Undeterred by the latest budget pronouncements, Selman is adamant that “there are more solutions available to us. We are putting out a paper […] next week about that”.
What was painfully obvious, was that some of his advisers and ministers looking after the economy have a rigid approach to this.
The Treasury opting to go on a cost-saving drive carries a high social price for the people on the ground, according to Bukasa – a price “more excessive than any money you can look to save by not putting a universal basic income grant in place.”
She says advocates would have preferred to increase the social relief of distress grant to the minimum of the food poverty line, which is around R624 “because that ensures people have the bare minimum.” Still, she says, “we are glad that it’s been extended, as meagre as it is, for another year.”

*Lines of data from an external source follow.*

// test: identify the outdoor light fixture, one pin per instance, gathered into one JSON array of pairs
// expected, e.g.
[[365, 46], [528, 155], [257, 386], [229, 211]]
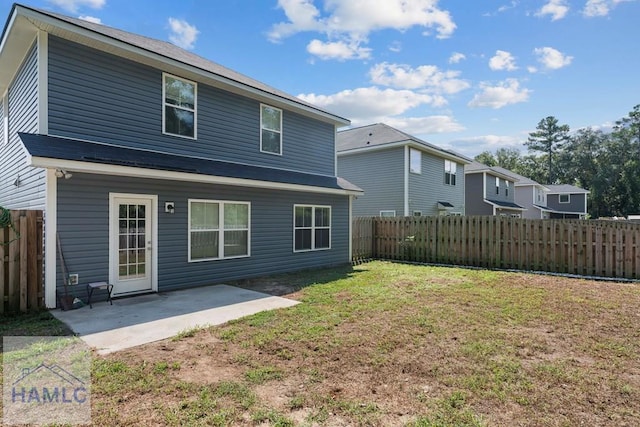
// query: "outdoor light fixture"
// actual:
[[61, 173]]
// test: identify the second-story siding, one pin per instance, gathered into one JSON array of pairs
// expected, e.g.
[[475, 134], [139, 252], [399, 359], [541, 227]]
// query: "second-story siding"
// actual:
[[97, 96], [428, 188], [474, 200], [576, 203], [381, 175], [21, 186], [502, 195]]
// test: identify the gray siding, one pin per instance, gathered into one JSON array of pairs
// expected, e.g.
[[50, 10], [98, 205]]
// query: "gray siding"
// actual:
[[502, 195], [524, 197], [381, 175], [23, 117], [576, 203], [428, 188], [83, 226], [474, 195], [100, 97]]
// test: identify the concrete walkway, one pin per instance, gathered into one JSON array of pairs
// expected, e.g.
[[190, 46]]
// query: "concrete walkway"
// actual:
[[142, 319]]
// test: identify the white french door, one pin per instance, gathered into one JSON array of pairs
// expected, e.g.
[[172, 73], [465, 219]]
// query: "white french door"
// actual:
[[131, 245]]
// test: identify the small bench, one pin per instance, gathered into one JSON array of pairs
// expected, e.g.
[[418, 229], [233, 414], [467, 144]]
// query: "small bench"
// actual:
[[99, 285]]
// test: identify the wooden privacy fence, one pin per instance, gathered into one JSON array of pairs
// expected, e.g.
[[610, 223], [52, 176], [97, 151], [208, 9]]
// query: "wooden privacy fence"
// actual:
[[581, 247], [21, 269]]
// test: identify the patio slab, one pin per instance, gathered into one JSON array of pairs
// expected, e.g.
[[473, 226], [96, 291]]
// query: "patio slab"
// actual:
[[138, 320]]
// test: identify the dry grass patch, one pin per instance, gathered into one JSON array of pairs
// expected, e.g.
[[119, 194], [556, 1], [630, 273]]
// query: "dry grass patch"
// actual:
[[390, 344]]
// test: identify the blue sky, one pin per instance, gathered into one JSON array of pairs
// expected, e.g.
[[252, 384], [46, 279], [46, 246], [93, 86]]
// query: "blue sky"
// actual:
[[463, 74]]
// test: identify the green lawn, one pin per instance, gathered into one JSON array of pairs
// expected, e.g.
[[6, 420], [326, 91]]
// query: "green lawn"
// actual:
[[390, 344]]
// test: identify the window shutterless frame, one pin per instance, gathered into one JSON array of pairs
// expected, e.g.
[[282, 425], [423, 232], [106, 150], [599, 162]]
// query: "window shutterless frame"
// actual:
[[270, 130], [179, 107], [415, 161], [450, 169], [311, 228], [218, 229]]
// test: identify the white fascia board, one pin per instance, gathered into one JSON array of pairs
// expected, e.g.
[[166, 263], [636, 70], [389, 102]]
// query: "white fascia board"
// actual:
[[117, 170], [237, 87], [405, 143], [495, 205]]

The civil society collective has also proposed setting up a panel of experts, comprising economists and community groups, to engage on the universal basic income grant. Bukasa says hearing from more people with a mix of skills and viewpoints could counter the National Treasury’s current top-down approach.
The budget review, which gives a detailed account of the National Treasury’s rationale for decision-making and spending allocations, notes that “the presidency, the National Treasury, the department of social development and interested parties are working on a sustainable long‐term approach to social protection consistent with government’s broad development mandate and the need to ensure affordability”.
Bukasa indicates that President Ramaphosa was receptive “to what we were saying” when civil society groups met with him in January, including on the topic of a universal basic income grant. “He listened. He had engaging questions around it,” she says. “Also, what was painfully obvious, was that some of his advisers and ministers looking after the economy have a rigid approach to this.”
Despite that, Bukasa insists that “we [civil society groups] are a long way from the end of this. We want to work with [the] government to make something that will benefit the South African people at large”.
Rating the budget
In her budget update, Investec’s Bishop drew attention to the fact that the finance minister “spoke against permanent social welfare increases, pressure from the public services wage bill and further bailouts for SOEs [state-owned enterprises]”.
Bishop also highlighted the reduction of South Africa’s corporate income tax rate to 27% from 28%. “However, this on its own will not stimulate economic growth and employment in the private sector without a gamut of structural reforms,” she says.
Moody’s Investors Service and S&P Global Ratings have both South Africa’s rated sovereign credit as sub-investment grade – also known as junk status. S&P is scheduled to review the country on 20 May.
The budget’s focus “remained on reducing debt projection and this was positive for the bond market as borrowing[…] ease compared to projections, but on balance the budget is like[ly] to be viewed as credit neutral by the rating agencies,” Bishop says. “Government remains committed to restoring South Africa’s investment-grade rating by stabilising the debt-to-GDP ratio, narrowing the budget deficit and accelerating long-term economic growth.”